The trial modal filters will be implemented using an experimental traffic regulation order (ETRO). During the first six months, residents will be able to officially comment on the schemes through this legal process. Further details on how to do this will be sent separately to residents.

CONSULTATION:I am concerned that I have had no opportunity to object prior to the modal filters being trialled.

Experimental traffic orders are part of the decision-making process and will allow us to trial the modal filters in a live situation. This is a key part of the consultation process. All residents will have the opportunity to officially comment on the schemes during the first six months of the trial.

OTHER: How will you take account of COVID-19?

We have considered the impact Covid-19 might have on the traffic data we collect. Traffic measurements collected in autumn 2019 show us what traffic speed and volumes were in St Denys were like pre-COVID-19. When we evaluate the trials we will use this alongside other more recently collected travel data collected from across the city for context.

OTHER: Why are trees and art included? Do the benefits outweigh a reduction in parking, a change in sight lanes for cars?

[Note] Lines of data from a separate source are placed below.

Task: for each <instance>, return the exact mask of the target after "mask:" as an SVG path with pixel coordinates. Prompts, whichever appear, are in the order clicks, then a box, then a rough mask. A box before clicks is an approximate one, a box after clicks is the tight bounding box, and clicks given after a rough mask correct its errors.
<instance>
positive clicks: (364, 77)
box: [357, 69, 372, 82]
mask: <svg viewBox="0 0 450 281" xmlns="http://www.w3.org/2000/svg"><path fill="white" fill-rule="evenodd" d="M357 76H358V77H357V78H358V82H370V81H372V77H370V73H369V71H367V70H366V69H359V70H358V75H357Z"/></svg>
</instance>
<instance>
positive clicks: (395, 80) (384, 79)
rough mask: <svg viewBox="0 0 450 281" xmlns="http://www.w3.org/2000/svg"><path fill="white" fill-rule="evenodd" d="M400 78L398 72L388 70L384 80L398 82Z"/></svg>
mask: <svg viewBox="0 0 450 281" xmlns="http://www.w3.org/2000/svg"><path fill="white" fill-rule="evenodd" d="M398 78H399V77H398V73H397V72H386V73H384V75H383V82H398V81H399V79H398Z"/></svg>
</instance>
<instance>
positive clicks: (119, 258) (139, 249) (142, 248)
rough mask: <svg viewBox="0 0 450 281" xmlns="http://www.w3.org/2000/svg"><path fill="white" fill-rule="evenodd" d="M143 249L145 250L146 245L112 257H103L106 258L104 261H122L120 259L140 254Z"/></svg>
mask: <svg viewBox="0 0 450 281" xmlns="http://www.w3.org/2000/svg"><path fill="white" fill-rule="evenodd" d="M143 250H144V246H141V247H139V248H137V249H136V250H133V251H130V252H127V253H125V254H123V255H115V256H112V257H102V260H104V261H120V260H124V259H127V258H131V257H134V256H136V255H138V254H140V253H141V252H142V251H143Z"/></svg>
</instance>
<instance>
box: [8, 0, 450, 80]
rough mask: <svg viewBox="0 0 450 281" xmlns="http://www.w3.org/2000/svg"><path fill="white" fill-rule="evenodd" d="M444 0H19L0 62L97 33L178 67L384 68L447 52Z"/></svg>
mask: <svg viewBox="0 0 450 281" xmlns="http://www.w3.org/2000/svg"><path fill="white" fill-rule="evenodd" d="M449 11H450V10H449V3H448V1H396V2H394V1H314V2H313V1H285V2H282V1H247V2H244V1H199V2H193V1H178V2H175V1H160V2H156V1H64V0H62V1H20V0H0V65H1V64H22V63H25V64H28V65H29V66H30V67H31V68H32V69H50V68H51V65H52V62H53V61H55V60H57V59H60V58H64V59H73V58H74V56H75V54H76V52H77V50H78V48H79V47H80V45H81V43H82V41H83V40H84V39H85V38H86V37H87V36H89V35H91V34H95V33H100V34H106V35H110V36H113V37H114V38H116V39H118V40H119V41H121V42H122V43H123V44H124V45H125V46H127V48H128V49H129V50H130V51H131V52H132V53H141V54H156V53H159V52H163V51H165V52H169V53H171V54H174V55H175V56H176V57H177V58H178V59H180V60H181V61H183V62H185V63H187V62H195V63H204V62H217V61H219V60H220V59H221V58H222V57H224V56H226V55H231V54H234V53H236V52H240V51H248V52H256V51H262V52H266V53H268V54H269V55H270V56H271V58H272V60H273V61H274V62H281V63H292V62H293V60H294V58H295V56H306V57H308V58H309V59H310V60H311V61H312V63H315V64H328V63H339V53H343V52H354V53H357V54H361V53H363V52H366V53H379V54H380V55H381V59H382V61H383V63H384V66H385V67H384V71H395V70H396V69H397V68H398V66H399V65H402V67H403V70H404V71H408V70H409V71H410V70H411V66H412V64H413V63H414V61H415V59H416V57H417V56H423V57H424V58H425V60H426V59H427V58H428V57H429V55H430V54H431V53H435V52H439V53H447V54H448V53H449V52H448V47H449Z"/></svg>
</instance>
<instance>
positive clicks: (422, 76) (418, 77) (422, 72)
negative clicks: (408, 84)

The inclusion of trees in schemes such as the St Denys Active Travel Zone has benefits for human health, biodiversity, a sense of community/place and in some cases has increased property prices.

Trees remove pollutants from the air, improving opportunities for nature, and shrubs can provide a network of biodiversity corridors. As we see the impacts of climate change and summers get warmer the shade provided by trees in residential streets will be an important point of shelter for residents on foot.

During the co-design workshops both trees and art were recommended for inclusion by residents. Discussions will be held with local community groups already working hard to create a greener St Denys to identify how we can work collaboratively on these plans.

OTHER: Can a cross hatching box be added to St Denys Road?

Southampton City Council has a preference, as per the guidance, to limit yellow box junctions to signalised crossings, and use KEEP CLEAR markings at side road junctions.

We will review existing ‘Keep Clear’ markings at junctions on St Denys Road, and where appropriate will add them to other junctions along the corridor.

Keep clear road markings are placed at areas on the highway to advise drivers to not stop or park within the two lines of the keep clear marking. They are used to keep the flow of traffic resuming and can often be seen at side roads that lead off from a busy main road that typically has traffic congestion.